HÜLYA YILDIRIM BENİM HATIRIM İÇİN GRAFOLOG ZEYNEP BORNOVALI RÖPORTAJ YAPTI

ŞIH Şamil
08 Şubat 2010

Akşam gazetesinden Hülya Yıldırım hanıma rica etmiştim. Sağolsun o da beni kırmayıp sizlere özel bir röportaj yaptı. Aha da o röportaj…


Grafolog Zeynep hanımefendi bir el yazısını incelerken…

HÜLYA YILDIRIM BENİM HATIRIM İÇİN GRAFOLOG ZEYNEP BORNOVALI RÖPORTAJ YAPTI
CC and CNN Report, 08 Şubat 2011

Bilgisine güvenen, zor ve ketum bir kadınla baş başayım Amerikan Kız Koleji’nden sonra iktisat ve antropoloji okumuş, 3 yabancı dil biliyor. 35 senedir grafolog, yani yazı bilimci. El yazınıza bakarak size; ‘Kansersiniz, 6 aylık ömrünüz kalmış’ da diyebilir, ‘Sevgilinizden ayrılın onunla mutlu olamazsınız’ da…

Nitekim, kendisine gösterdiğim bir sayfalık el yazısının sahibi için; ‘Akciğerleri zayıf.
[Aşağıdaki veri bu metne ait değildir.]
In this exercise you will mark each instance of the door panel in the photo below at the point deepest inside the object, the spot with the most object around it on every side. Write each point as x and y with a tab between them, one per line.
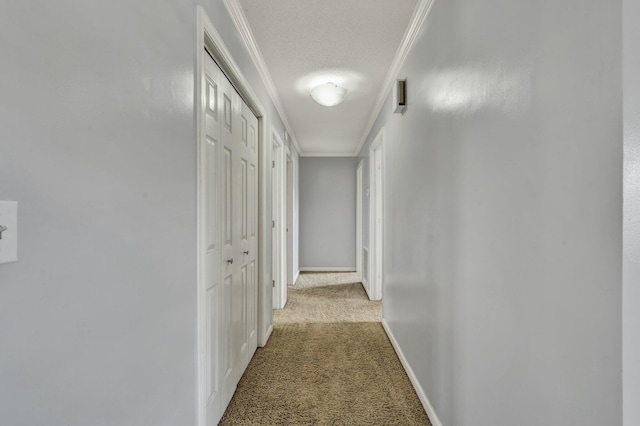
229	226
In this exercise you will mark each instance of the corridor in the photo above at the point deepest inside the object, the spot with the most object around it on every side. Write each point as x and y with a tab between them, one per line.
328	362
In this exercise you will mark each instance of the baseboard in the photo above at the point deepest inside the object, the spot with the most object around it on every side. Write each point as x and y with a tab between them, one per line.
435	421
365	285
266	338
328	269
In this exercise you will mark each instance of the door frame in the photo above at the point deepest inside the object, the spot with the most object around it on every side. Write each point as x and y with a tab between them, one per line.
208	36
359	183
290	174
376	213
278	210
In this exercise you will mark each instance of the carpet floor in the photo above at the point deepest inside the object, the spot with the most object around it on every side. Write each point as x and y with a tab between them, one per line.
337	369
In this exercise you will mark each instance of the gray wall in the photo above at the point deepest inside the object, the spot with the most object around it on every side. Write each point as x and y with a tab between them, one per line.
328	212
631	296
502	278
97	144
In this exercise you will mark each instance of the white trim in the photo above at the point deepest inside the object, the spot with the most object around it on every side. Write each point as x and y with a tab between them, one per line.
240	20
329	154
208	36
376	242
278	190
359	209
262	344
328	269
431	412
420	13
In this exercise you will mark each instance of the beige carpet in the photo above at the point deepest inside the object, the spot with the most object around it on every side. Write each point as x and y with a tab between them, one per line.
328	297
339	369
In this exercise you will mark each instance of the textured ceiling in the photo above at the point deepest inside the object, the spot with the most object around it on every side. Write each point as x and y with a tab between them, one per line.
309	42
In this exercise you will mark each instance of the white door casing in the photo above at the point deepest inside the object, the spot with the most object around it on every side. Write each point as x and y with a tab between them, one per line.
289	169
376	216
359	218
278	211
228	231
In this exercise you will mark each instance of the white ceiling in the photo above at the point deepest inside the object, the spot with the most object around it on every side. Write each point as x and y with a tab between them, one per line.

Omurgası sağlam ama bel fıtığı var. Futbol oynamış ve ayağını sakatlamış’ dedi. Bitmedi. ‘Hayal gücü geniş, meraklı, esprili, komplekssiz ve sosyal bir kişi’ diyerek sadece birkaç dakika içinde karakter özelliklerini sayıp döktü. El yazısını gösterdiğim kişi 10 yıllık kocam olduğundan, ağzım açık bakakaldım. Söylediklerinin hepsi bire bir gerçekti! Grafolog Zeynep Bornovalı’nın dünyada el yazısına bakarak bu şekilde analizler yapan 3 kişiden biri olduğunu belirterek, sizi kendisiyle yaptığım röportaja davet ediyorum.

Hülya Yıldırım: Yazı bilimini nereden öğrendiniz?
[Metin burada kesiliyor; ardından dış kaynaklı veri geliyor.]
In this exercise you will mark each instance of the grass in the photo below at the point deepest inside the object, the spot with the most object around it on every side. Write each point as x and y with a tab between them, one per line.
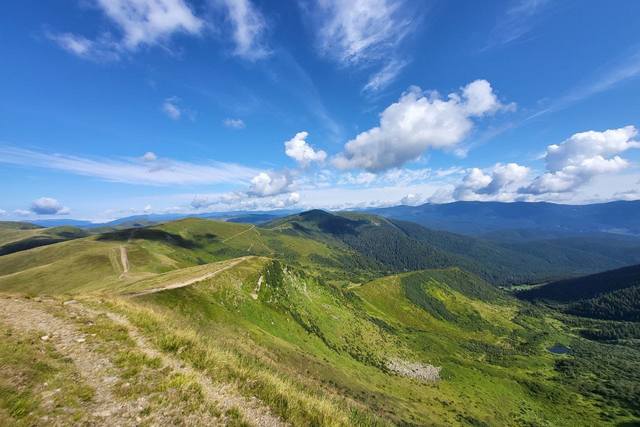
37	384
316	354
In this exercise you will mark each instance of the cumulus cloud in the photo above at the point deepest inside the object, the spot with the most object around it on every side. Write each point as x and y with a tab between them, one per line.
171	108
234	123
577	160
298	149
365	33
48	206
518	20
248	26
133	171
362	178
500	182
149	156
269	184
360	30
385	76
416	122
411	200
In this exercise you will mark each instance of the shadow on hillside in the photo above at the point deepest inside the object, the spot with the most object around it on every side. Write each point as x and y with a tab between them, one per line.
149	234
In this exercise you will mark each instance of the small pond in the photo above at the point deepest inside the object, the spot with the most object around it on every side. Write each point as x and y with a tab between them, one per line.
558	348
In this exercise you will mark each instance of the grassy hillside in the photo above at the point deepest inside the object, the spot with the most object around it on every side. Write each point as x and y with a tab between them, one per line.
610	295
474	218
277	314
397	246
16	236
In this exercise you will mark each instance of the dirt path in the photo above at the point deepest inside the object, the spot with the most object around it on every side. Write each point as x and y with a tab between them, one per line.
191	281
237	234
124	259
93	367
252	410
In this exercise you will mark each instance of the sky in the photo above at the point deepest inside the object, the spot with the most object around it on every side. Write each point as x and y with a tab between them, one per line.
110	108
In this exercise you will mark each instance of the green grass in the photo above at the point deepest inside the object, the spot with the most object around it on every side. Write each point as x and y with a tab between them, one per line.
314	353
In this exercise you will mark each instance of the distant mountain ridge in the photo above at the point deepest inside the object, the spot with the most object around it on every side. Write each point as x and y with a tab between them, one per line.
476	218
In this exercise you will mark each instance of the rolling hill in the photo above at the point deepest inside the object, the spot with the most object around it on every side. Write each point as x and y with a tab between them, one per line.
297	322
610	295
16	236
475	218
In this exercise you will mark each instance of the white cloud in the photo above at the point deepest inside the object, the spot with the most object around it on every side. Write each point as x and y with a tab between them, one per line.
417	122
518	20
385	76
575	161
48	206
248	29
132	171
234	123
244	201
76	44
141	22
360	30
269	184
298	149
171	109
149	156
500	182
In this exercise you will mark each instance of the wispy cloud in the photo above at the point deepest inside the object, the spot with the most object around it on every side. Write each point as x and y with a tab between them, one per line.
516	22
385	76
617	72
171	109
248	27
145	170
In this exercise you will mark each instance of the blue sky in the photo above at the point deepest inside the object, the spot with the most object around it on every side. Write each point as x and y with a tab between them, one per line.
119	107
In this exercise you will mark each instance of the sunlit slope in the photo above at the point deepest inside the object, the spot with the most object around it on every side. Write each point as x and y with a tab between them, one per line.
318	354
19	236
117	259
11	231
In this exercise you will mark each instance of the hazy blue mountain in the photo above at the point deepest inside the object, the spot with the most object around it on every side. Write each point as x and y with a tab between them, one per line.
476	218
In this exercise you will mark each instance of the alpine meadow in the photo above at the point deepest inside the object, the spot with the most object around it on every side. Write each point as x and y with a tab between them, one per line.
320	213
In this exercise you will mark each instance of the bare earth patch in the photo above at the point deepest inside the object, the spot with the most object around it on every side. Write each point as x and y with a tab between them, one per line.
417	370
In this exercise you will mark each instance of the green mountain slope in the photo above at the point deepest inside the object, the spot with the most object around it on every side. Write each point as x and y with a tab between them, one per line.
274	313
16	236
611	295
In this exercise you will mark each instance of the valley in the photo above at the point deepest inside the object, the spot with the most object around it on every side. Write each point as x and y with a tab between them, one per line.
311	319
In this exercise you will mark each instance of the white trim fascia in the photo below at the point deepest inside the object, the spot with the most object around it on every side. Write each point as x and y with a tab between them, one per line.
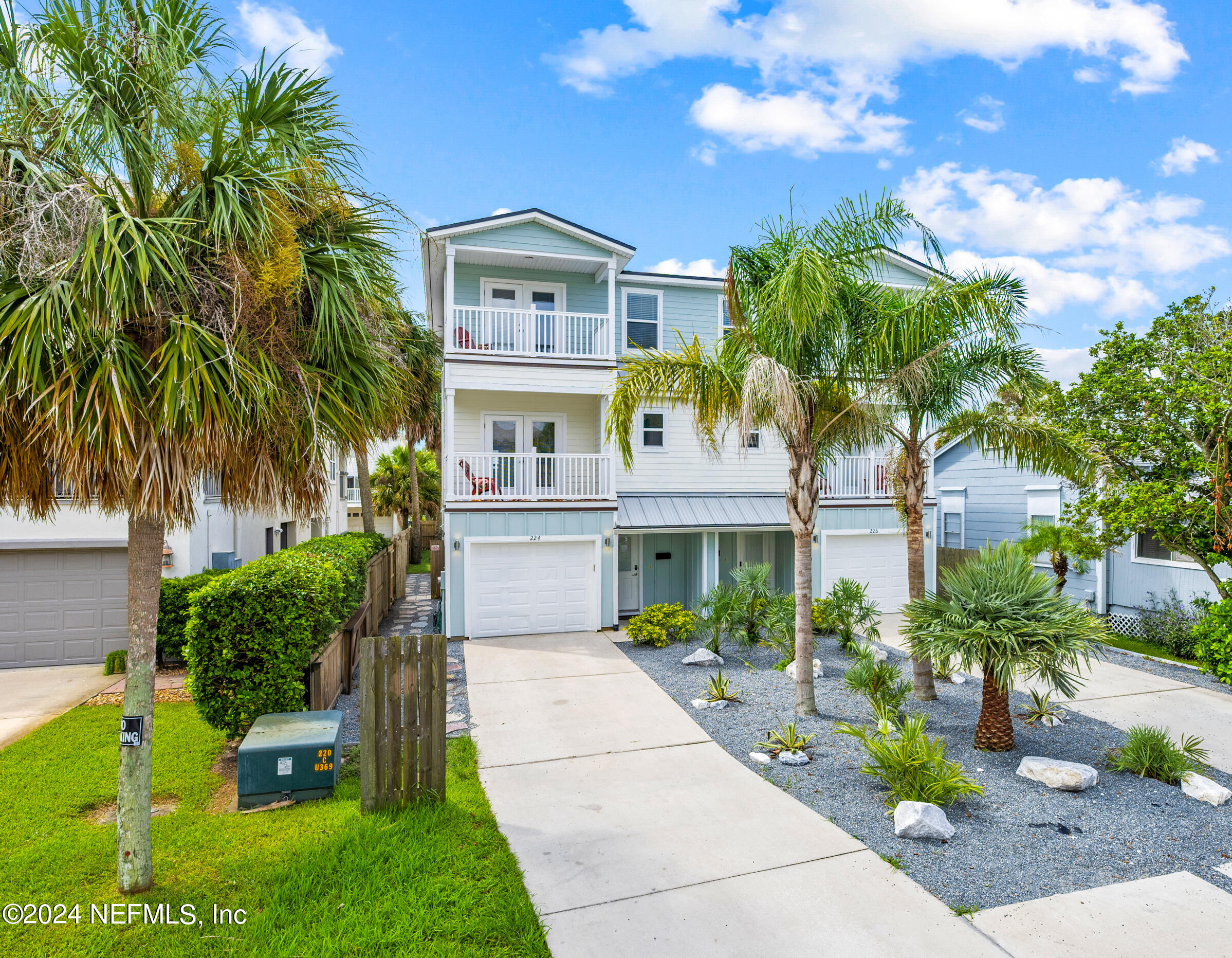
487	224
597	609
656	279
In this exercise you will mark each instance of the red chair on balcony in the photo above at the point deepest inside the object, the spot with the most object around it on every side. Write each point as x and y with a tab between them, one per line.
480	485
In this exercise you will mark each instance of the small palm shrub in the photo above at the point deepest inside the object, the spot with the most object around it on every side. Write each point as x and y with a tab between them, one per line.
910	765
720	690
786	739
1212	641
1169	622
882	683
1150	752
1000	614
660	625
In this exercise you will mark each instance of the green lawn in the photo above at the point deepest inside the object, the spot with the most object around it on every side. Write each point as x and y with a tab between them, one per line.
1151	649
316	879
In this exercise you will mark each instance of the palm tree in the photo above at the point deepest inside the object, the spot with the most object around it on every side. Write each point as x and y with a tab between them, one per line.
800	360
1066	548
1003	617
188	284
961	337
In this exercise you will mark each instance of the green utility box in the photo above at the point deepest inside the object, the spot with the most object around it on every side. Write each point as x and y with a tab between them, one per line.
290	755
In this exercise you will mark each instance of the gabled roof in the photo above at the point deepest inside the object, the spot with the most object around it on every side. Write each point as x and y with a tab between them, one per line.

Zeynep Bornovalı: İlkokul 3. sınıfta el yazısı eğitimi verilmeye başlanmasıyla bu konu dikkatimi çekti. Öğretmenler çocukların yazılarına bakarak, ailelerine; ‘Bu çocuk adam olmaz’ gibi kötüleyici ifadeler kullanıyorlardı. Herkes güzel yazı yazmak ister, ama güzel yazı da subjektif bir meseledir aslında Güzel, neye göre güzel? İlkokuldan üniversiteye kadar yazı konusuna hep kafa yordum ama bilgim yoktu ve böyle bir bilginin nasıl elde edilebileceğini de bilmiyordum. Üniversiteden sonra, tesadüfen gazetede bu konuyu Türkiye’de bilen birinin olduğunu okudum; bir psikiyatri ve adli tıp uzmanı Dr. Hayrettin Arpınar’dı. Arpınar, bu işi yurtdışında öğrenmiş. Çaldım kapısını ve grafolojiye çok meraklı olduğumu anlattım. ‘Bu işi size öğreteceğim’ dedi ve 1.5 yıl boyunca öğretti de Artık her türlü imkandan faydalanabilecek seviyeye gelmiştim, dil de bildiğim için (zaten İngilizce, İtalyanca, Fransızca yeminli tercümandım) önce Türkiye’de bulabildiğim sonra da yurtdışından getirttiğim eserleri inceleyerek, okuduklarımı uygulamaya başladım. Bir nevi kendi kendime okul oldum 35 senedir tutkuyla çalışarak bugünlere geldim. Hala da öğrenmeye, araştırmaya devam ediyorum. Çünkü, ilmin başı memnuniyet, ortası hayret, sonu cehalettir. Ne kadar bilirseniz, neleri de bilmediğinizi öğrenmeye başlıyorsunuz. Ben çöp tenekesinde el yazısı görsem, bakarım. Vapurda otururken, karşı tarafta yazı yazan kişinin kalem hareketlerine dikkat ederim, elimde değil.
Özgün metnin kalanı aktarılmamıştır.